Mais lorsqu’elle dépasse 13, 5 et 8,5, on peut dire que la personne est déjà dans les fourchettes de la pathologie. En parlant des signes, Pr Kouma souligne que certains peuvent alerter comme les maux de tête, les céphalées atroces, elle doit suspecter d’avoir une tension assez élevée, les acouphènes (les bourdonnement dans les oreilles), la sensation d’avoir des petites mouches volantes qui passe devant les yeux. Lorsque c’est sévère il y a quelques fois le fait d’avoir moins d’urine, les douleurs au niveau de l’épigastre (la douleur en haut de l’embolique vers les côtes).

Il est possible de prévenir l’hypertension artérielle. Pour ce faire, la toubib conseille qu’il faut tout simplement venir tôt en consultation prénatale ou même gynécologique avant la grossesse. Toutefois la tension artérielle se trouve à la limite de la normale des traitements préventifs sont donnés. Ce traitement passe par le repos, la marche ou les exercices physiques et la consommation des boissons abondantes. 
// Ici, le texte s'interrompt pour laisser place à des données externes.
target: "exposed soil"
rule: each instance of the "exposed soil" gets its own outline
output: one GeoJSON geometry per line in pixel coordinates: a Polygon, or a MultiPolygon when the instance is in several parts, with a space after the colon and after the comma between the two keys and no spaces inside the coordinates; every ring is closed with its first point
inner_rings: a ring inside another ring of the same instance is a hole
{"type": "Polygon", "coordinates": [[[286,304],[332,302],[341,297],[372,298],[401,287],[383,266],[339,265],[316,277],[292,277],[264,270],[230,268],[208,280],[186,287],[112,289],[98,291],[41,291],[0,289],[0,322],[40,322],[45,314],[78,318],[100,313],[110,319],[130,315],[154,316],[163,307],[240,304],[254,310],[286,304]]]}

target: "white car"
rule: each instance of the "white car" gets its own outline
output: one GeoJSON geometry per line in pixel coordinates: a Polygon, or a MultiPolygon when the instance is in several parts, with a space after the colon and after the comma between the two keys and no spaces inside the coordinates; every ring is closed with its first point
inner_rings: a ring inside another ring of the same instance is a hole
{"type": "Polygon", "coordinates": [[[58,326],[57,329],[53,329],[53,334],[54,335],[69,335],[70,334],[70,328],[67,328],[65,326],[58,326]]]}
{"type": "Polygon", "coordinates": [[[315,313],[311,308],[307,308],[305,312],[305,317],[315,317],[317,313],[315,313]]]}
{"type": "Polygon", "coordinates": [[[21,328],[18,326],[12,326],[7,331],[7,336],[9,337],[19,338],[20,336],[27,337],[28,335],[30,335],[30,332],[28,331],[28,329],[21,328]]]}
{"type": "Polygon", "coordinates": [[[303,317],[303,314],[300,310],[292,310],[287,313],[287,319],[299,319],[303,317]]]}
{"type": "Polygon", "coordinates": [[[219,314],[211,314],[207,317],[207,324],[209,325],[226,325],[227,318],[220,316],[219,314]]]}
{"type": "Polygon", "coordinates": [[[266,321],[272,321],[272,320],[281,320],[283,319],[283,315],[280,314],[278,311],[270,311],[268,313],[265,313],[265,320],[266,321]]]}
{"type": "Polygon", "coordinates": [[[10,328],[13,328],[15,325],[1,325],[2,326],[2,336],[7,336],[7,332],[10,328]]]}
Si ces traitements ne donnent pas de bons résultats, on passe aux traitements curatifs. Mal traitée ou non l’hypertension artérielle peut favoriser l’éclampsie, help syndrome avec une perturbation de la fonction rénale et hépatite ainsi que des troubles hémolytiques au niveau du sang. Autres complications chez la mère : une insuffisance rénale ou des pertes de vue momentanée.

Chez le bébé, c’est le décès fœtal, le retard de croissance, la prématurité, le petit poids à la naissance. Pr Kouma conseille de venir en consultation pour détecter le plus rapidement possible les facteurs de risque et les prendre en charge. Respecter le bilan prénatal à chaque consultation prénatale, ne pas arrêter de marcher, ne pas arrêter le sel (parce qu’on a les œdèmes) et essayer de perdre du poids.